Sociology and statistics

According to the Hartford Institute for Religious Research,[1] 5 million Americans attend megachurches every week, and congregants tend to be young (the 25-44 age bracket is the largest segment of megachurch worshippers, and those 65 or older are not widely represented at megachurches; the average age of a megachurch attendee is 40 compared to the average of 50 for all churches taken together) and single adults, and almost a quarter of attendees are "unchurched" - they identify as Christian but have not attended church for a considerable time before attending the megachurch. Megachurch attendees tend to be better educated, with 52% having a college degree compared to 41% for churchgoers. Those who attend megachurches attend slightly less often than the average for all churches, and give less money to the church.
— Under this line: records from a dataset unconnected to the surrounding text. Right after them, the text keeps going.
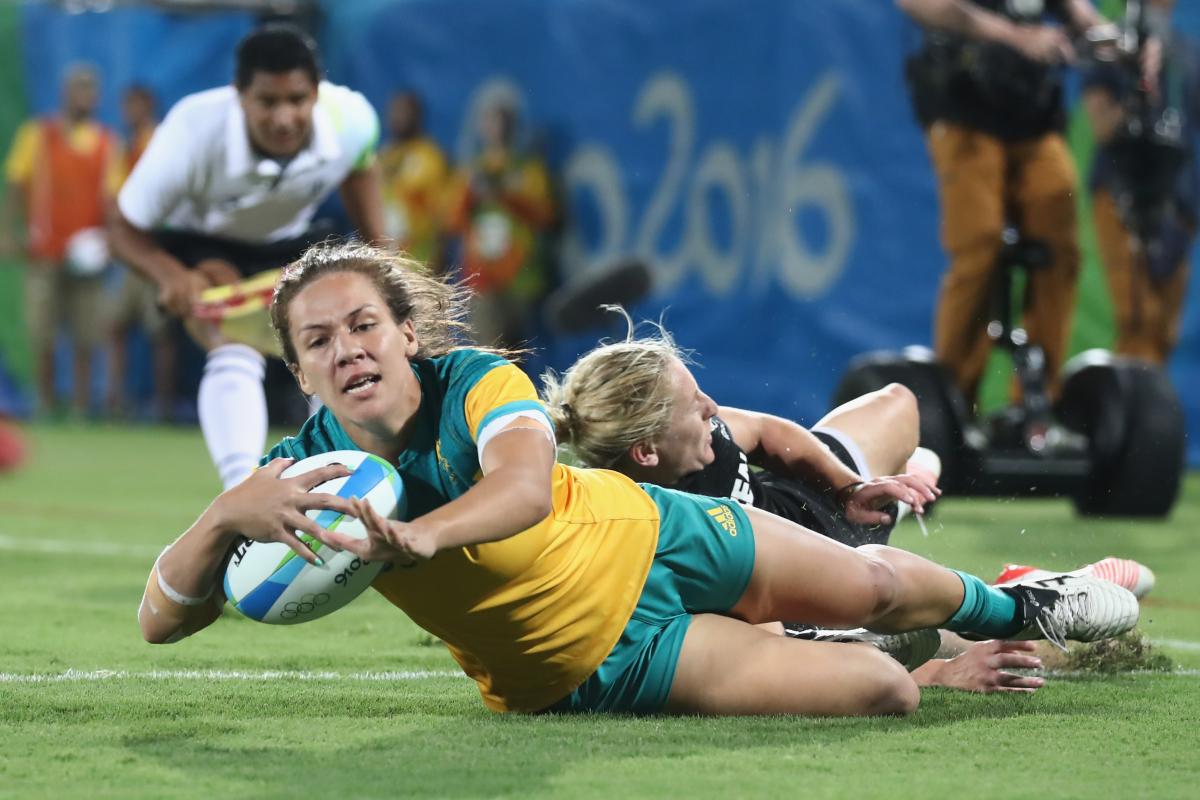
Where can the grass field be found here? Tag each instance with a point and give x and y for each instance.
(361, 704)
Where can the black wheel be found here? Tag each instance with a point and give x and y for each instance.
(1133, 420)
(943, 410)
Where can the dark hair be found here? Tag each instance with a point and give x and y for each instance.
(139, 90)
(276, 48)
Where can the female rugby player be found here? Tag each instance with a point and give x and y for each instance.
(570, 589)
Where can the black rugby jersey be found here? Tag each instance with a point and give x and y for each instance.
(730, 476)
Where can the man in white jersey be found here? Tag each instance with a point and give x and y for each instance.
(228, 187)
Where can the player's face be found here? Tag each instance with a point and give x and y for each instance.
(353, 355)
(687, 445)
(279, 110)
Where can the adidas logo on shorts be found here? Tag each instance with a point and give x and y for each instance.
(724, 517)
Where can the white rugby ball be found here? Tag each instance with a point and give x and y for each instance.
(88, 252)
(268, 582)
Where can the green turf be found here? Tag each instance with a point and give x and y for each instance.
(119, 494)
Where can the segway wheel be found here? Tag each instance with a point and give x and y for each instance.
(943, 410)
(1134, 423)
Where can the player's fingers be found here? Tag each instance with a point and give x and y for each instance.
(315, 477)
(1017, 661)
(1008, 681)
(321, 501)
(299, 547)
(276, 465)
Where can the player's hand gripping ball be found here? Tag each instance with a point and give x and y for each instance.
(268, 582)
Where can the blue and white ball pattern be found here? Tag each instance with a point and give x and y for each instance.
(268, 582)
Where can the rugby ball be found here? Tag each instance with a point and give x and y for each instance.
(268, 582)
(87, 252)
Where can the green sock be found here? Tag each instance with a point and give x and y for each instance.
(985, 609)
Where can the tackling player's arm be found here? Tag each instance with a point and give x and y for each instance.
(513, 495)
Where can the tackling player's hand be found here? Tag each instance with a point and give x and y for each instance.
(864, 504)
(1043, 43)
(982, 668)
(405, 543)
(271, 509)
(179, 292)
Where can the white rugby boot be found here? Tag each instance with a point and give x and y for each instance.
(1132, 575)
(1080, 608)
(911, 649)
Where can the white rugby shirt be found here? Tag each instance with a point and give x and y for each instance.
(201, 174)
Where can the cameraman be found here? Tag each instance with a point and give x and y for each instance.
(988, 90)
(1146, 250)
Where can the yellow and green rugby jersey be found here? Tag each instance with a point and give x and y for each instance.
(533, 615)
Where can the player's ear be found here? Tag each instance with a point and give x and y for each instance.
(298, 373)
(411, 343)
(645, 453)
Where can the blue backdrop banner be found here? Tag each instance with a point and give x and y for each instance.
(761, 156)
(765, 161)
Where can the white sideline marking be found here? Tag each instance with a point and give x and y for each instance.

Those attending megachurches report "much spiritual growth", and many megachurch attendees invite others to attend their church. 82% of those attending megachurches initially attended the church because of personal recommendation by friends, family members or co-workers, although many younger worshippers report finding out about the church through the Internet.

While the majority of megachurches are affiliated to denominations, a substantial minority are nondenominational. Of the denominationally affiliated churches, most are affiliated with the Southern Baptist church, and then to Baptist churches more generally. Other denominational affiliations include the Assemblies of God, the United Methodist Church and Calvary Chapel. Denominational affiliation plays a less significant role for megachurches than it does with smaller churches: for many megachurches, inter-denominational networks, fellowships and associations has as much of a role or more as their denominational tradition. A number of megachurches have also left their denominations and become independent.[2]


  1. Hartford Institute for Religious Research, Not Who You Think They Are: A Profile of the People Who Attend America's Megachurches, 2009.
  2. Scott Thumma, Adair Lummis, Growing Up and Leaving Home: Megachurches that depart denominations, Hartford Institute for Religious Research.